Bunky stumbles out of the Diary Room and sobs. He climbs into Nicole's lap and sobs. She reads the letter aloud to the group. People sob. I sob. From boredom.
Next, each of the housemates gets to compose a sixty-second video message to a loved one. Nicole makes a PB and J cake for her husband's birthday. Will, in his Disco Gear, starts and restarts his message to Shannon like, twenty-six times. It'sOnica says "hey" to about seventy people. Bunky doesn't cry! Hardly does. Will tells Shannon he's madly in love with her. At home, Jim kicks the television. Nicole sobs over the cake. Bunky makes the ASL sign for "I love you," confirming to me that Gregg is, in fact, deaf. Yay, gay deaf love! Hardly cries some more. Nicole promises Jeff she's going to win "this thing." Will grins. I take a nap.
Monday meeting. Nicole is irritated with Will's recent juvenile behavior. Her reaction basically amuses Will; he takes her tongue-lashing good-naturedly, and apologizes. Poor Will; he's the only person having any fun in this house, and no one appreciates it! Next, Hardly starts bitching about the peanut butter and jelly, again, and that it's making his life hell and he's just furious about the situation. "That's the pot calling the kettle black," Will says under his breath. Hardly ignores that and yammers that if he has to go through another week of PB and J, he'll make "someone's life hell." Everyone sort of glares at him. "Has anybody here made your life hell?" It'sOnica asks. Hey! That made sense! Go, It'sOnica! Hardly admits that no one has. "I'm not going to threaten anybody," Will says pointedly. Man, this little attempt to assert his power did not go over as Hardly had planned. It'sOnica is pissed! Nicole points out that Hardly himself is a big old sellout. What if they'd offered him fifteen grand, she wonders?
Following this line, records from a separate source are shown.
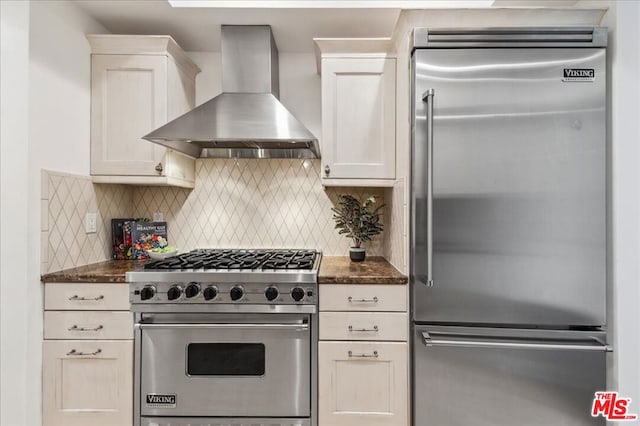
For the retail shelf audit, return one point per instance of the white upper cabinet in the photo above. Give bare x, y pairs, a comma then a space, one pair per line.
138, 83
358, 113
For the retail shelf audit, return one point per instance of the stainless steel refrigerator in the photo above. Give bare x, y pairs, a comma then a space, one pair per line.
508, 233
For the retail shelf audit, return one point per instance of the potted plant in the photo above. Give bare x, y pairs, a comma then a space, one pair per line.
358, 221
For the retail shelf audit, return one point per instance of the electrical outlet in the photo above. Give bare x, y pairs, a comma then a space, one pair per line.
91, 223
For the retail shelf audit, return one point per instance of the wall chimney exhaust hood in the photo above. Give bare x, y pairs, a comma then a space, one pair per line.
246, 120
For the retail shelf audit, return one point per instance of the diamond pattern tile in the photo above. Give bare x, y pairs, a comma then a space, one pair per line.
69, 198
395, 237
236, 203
253, 203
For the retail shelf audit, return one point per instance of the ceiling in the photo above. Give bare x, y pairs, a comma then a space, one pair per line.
195, 25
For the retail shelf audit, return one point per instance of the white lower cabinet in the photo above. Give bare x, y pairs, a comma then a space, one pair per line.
363, 375
87, 382
362, 384
87, 356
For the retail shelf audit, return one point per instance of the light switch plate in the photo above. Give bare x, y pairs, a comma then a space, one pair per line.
91, 223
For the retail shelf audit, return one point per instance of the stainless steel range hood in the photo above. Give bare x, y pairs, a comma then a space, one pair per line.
246, 120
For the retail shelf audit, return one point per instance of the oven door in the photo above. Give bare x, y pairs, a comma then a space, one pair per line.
246, 366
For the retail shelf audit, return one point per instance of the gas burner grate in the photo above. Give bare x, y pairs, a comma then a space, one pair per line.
238, 259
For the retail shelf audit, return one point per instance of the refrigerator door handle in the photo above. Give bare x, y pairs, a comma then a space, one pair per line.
499, 343
427, 97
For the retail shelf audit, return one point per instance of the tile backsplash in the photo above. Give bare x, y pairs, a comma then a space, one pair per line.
244, 203
65, 200
237, 203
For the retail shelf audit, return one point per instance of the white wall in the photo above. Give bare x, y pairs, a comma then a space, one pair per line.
14, 131
623, 20
45, 68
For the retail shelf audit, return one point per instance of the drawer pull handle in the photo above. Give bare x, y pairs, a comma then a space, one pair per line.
374, 329
374, 300
76, 297
76, 353
76, 328
355, 355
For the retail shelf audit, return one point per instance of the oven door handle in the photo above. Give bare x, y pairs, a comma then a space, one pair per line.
296, 327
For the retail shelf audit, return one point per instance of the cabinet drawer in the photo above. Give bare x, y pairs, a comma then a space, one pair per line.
87, 382
363, 298
86, 297
363, 326
88, 325
362, 384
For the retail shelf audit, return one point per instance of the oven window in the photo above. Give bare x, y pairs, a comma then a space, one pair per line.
225, 359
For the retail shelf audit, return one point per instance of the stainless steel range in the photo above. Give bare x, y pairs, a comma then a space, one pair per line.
226, 337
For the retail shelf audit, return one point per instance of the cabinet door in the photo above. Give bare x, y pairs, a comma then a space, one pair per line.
128, 100
81, 386
362, 384
358, 118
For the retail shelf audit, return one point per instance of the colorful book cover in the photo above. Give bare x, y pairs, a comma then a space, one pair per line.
121, 238
146, 236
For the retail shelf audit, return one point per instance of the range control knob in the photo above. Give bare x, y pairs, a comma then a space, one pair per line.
147, 292
236, 293
210, 293
297, 294
192, 290
271, 293
174, 293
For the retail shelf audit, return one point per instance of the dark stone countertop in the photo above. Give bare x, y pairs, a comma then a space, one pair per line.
374, 270
110, 271
333, 270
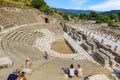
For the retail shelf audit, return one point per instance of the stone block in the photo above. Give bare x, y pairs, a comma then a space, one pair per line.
5, 62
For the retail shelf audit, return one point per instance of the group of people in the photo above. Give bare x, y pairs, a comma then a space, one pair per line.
17, 75
72, 72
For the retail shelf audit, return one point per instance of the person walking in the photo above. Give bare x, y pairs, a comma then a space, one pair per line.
22, 76
79, 72
71, 71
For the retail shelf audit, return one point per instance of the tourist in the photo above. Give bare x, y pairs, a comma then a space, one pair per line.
28, 62
13, 75
79, 71
46, 55
22, 76
71, 71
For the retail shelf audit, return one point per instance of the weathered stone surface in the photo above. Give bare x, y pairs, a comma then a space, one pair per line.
5, 62
98, 77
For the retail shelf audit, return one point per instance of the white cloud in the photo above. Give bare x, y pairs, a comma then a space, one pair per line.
106, 6
79, 2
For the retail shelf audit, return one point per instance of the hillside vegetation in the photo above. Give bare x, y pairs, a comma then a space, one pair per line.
39, 4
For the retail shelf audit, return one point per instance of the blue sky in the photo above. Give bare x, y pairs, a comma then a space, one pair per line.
98, 5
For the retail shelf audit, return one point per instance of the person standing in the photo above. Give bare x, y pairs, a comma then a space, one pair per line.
13, 75
22, 76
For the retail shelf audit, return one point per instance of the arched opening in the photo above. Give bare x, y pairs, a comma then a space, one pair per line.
46, 20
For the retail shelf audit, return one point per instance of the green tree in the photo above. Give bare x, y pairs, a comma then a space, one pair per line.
94, 15
37, 3
114, 17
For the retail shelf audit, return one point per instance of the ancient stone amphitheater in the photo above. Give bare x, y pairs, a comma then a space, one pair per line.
24, 33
And Hardly sort of smiles. "Exactly," Nicole says. Fucking Hardly.
God, finally, the HoH competition concludes. Big Brother has set up a big race course in the backyard, and both Hardly and Bunky have to maneuver their cars through a series of obstacles, each of which is nonsensically decorated with the name of a fallen roommate. Vroom, vroom, vroom. In a development shocking no one, and pleasing even fewer, Hardly wins. Again. Damn. I really think he might nominate Will, and then I will have no reason to live.